The version of collect( ) used by the previous example is quite convenient, and often the one you want, but there is a second version that gives you more control over the collection process. It is shown here:


<R> R collect(Supplier<R> target, BiConsumer<R, ? super T> accumulator, BiConsumer <R, R> combiner)


Here, target specifies how the object that holds the result is created. For example, to use a LinkedList as the result collection, you would specify its constructor. The accumulator function adds an element to the result and combiner combines two partial results. Thus, these functions work similarly to the way they do in reduce( ). For both, they must be stateless and non-interfering. They must also be associative.


Note that the target parameter is of type Supplier. It is a functional interface declared in java.util.function. It specifies only the get( ) method, which has no parameters and, in this case, returns an object of type R. Thus, as it relates to collect( ), get( ) returns a reference to a mutable storage object, such as a collection.

Note also that the types of accumulator and combiner are BiConsumer. This is a functional interface defined in java.util.function. It specifies the abstract method accept( ) that is shown here:


void accept(T obj, U obj2)


This method performs some type of operation on obj and obj2. As it relates to accumulator, obj specifies the target collection, and obj2 specifies the element to add to that collection.
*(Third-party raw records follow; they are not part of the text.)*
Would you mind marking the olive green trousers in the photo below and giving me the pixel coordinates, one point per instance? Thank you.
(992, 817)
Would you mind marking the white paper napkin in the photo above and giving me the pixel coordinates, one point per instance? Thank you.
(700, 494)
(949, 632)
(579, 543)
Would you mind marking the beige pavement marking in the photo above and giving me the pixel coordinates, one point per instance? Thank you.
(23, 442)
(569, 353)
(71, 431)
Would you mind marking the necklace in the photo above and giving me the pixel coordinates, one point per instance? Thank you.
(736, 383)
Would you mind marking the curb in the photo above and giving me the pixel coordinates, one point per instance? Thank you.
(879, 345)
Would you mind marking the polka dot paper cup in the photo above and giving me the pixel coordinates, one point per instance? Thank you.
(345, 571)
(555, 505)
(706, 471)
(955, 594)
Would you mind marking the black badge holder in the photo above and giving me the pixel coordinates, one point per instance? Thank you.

As it relates to combiner, obj and obj2 specify two collections that will be combined.


Using the version of collect( ) just described, you could use a LinkedList as the target in the preceding program, as shown here:


LinkedList<NamePhone> npList = nameAndPhone.collect(


() -> new LinkedList<>(),


(list, element) -> list.add(element), (listA,listB ) -> listA.addAll(listB));


Notice that the first argument to collect( ) is a lambda expression that returns a new LinkedList. The second argument uses the standard collection method add( ) to add an element to the list. The third element uses addAll( ) to combine two linked lists. As a point of interest, you can use any method defined by LinkedList to add an element to the list. For example, you could use addFirst( ) to add elements to the start of the list, as shown here:


(list, element) -> list.addFirst(element)


As you may have guessed, it is not always necessary to specify a lambda expression for the arguments to collect( ). Often, method and/or constructor references will suffice. For example, again assuming the preceding program, this statement creates a HashSet that contains all of the elements in the nameAndPhone stream:


HashSet<NamePhone> npSet = nameAndPhone.collect(HashSet::new, HashSet::add, HashSet::addAll);


Notice that the first argument specifies the HashSet constructor reference. The second and third specify method references to HashSet’s add( ) and addAll( ) methods.

One last point: In the language of the stream API, the collect( ) method performs what is called a mutable reduction. This is because the result of the reduction is a mutable (i.e., changeable) storage object, such as a collection.